GNU grep (et j'imagine que d'autres aussi) peut prendre le format -f
option :
-f FILE, --file=FILE
Obtain patterns from FILE, one per line. The empty
file contains zero patterns, and therefore matches
nothing. (-f is specified by POSIX.)
Donc, tu pourrais faire ça :
grep -vFf file1 file2
Suivant Nicole Hamilton suggestion dans les commentaires, j'ai ajouté l'option '-F' qui permet à grep d'interpréter son PATTERN (dans ce cas, chaque ligne de file1) comme des chaînes fixes et non comme des expressions régulières :
-F, --fixed-strings
Interpret PATTERN as a list of fixed strings, separated by
newlines, any of which is to be matched. (-F is specified by
POSIX.)
J'ai également écrit un PERL script avec quelques options supplémentaires :
$ list_compare.pl -h
USAGE: compare_lists.pl FILE1 FILE2
This script will compare FILE1 and FILE2, searching for the
contents of FILE1 in FILE2 (and NOT vice-versa).

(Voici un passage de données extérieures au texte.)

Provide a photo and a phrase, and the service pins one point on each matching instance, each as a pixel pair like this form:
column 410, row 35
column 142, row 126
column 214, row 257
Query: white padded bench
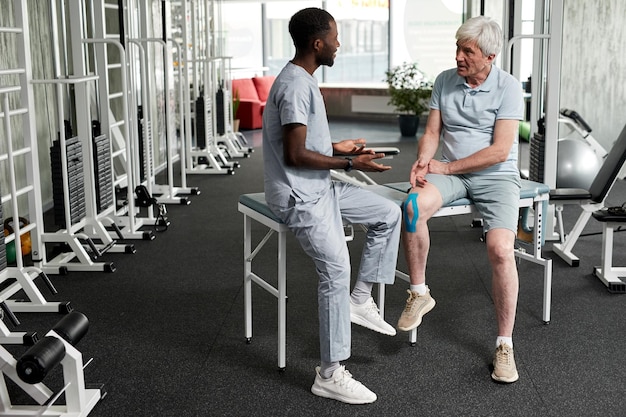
column 254, row 208
column 532, row 194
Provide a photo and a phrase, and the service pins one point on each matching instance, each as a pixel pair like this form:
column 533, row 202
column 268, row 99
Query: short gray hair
column 484, row 31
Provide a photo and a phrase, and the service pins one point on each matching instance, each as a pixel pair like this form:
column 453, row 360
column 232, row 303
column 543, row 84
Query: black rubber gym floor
column 167, row 330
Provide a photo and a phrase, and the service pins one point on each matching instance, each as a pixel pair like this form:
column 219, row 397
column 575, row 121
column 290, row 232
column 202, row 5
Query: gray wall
column 593, row 79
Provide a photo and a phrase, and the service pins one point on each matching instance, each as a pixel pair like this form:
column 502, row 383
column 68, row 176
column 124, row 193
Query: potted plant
column 409, row 92
column 236, row 102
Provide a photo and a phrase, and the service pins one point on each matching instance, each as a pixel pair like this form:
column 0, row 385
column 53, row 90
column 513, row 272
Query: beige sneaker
column 504, row 369
column 416, row 306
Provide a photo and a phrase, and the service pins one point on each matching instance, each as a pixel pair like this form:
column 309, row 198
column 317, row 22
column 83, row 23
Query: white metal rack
column 19, row 164
column 196, row 21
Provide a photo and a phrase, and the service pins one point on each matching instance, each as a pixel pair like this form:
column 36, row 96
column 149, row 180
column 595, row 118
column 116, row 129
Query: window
column 363, row 27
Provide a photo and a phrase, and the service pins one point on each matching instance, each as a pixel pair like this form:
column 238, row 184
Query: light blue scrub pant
column 318, row 226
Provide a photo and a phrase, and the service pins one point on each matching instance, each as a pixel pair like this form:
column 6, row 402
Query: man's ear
column 317, row 45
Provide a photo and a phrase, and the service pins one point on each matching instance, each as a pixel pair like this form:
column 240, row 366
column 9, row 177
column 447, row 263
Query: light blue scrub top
column 469, row 114
column 295, row 97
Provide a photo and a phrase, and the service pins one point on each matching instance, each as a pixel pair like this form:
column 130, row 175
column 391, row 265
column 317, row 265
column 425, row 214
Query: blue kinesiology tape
column 409, row 224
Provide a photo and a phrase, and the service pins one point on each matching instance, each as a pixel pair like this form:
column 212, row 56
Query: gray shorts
column 496, row 197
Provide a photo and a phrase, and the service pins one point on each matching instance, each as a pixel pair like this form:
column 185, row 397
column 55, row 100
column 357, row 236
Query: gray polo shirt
column 469, row 114
column 295, row 97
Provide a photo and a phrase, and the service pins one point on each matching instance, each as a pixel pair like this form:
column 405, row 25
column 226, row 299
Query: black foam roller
column 34, row 365
column 72, row 327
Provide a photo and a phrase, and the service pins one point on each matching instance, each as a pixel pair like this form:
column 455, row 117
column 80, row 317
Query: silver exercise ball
column 577, row 164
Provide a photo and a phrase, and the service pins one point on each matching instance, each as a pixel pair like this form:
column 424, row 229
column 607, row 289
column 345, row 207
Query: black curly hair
column 308, row 24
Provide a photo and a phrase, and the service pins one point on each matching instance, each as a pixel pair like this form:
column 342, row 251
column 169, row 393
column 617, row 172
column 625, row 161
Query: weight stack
column 76, row 182
column 200, row 139
column 203, row 108
column 537, row 157
column 3, row 249
column 220, row 114
column 103, row 172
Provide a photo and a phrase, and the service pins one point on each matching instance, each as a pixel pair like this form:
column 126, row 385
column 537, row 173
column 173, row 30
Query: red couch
column 253, row 94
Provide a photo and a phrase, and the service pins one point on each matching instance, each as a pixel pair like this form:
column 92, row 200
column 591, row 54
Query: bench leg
column 607, row 273
column 247, row 276
column 282, row 299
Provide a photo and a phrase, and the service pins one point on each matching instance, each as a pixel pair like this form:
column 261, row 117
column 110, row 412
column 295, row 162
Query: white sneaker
column 367, row 315
column 342, row 387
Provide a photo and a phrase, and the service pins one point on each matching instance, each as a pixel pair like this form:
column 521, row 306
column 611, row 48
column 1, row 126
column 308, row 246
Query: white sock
column 361, row 292
column 421, row 289
column 506, row 340
column 327, row 369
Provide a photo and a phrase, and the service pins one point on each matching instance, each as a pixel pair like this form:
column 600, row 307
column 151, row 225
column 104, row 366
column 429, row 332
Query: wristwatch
column 348, row 167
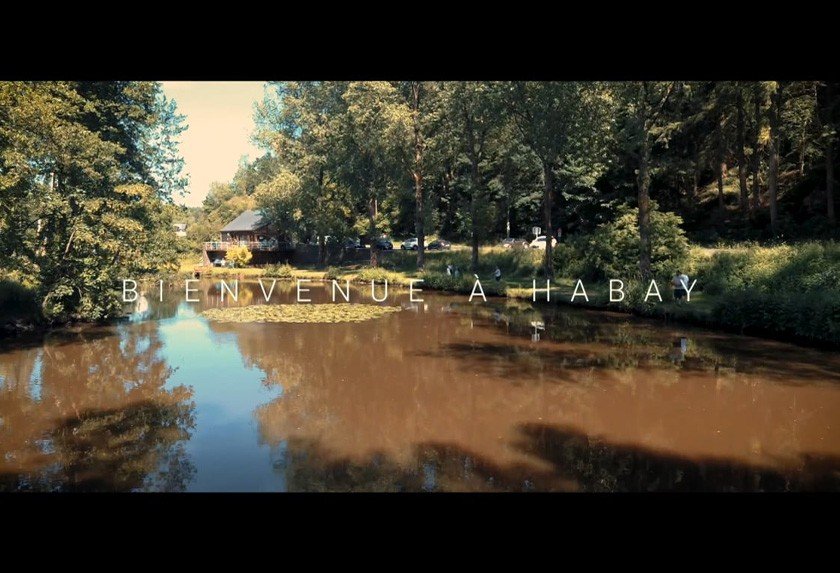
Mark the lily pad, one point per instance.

FILE one must
be one search pattern per line, the search pattern need only be
contained within one of the lines of FILE2.
OPTIONS:
-c : Print patterns COMMON to both files
-f : Search only the first characters (until the 1st space) of each line of
FILE2 for the search pattern given in FILE1. So, if FILE1 contains
"foo bar", only "foo" will be taken as a pattern (MUCH faster).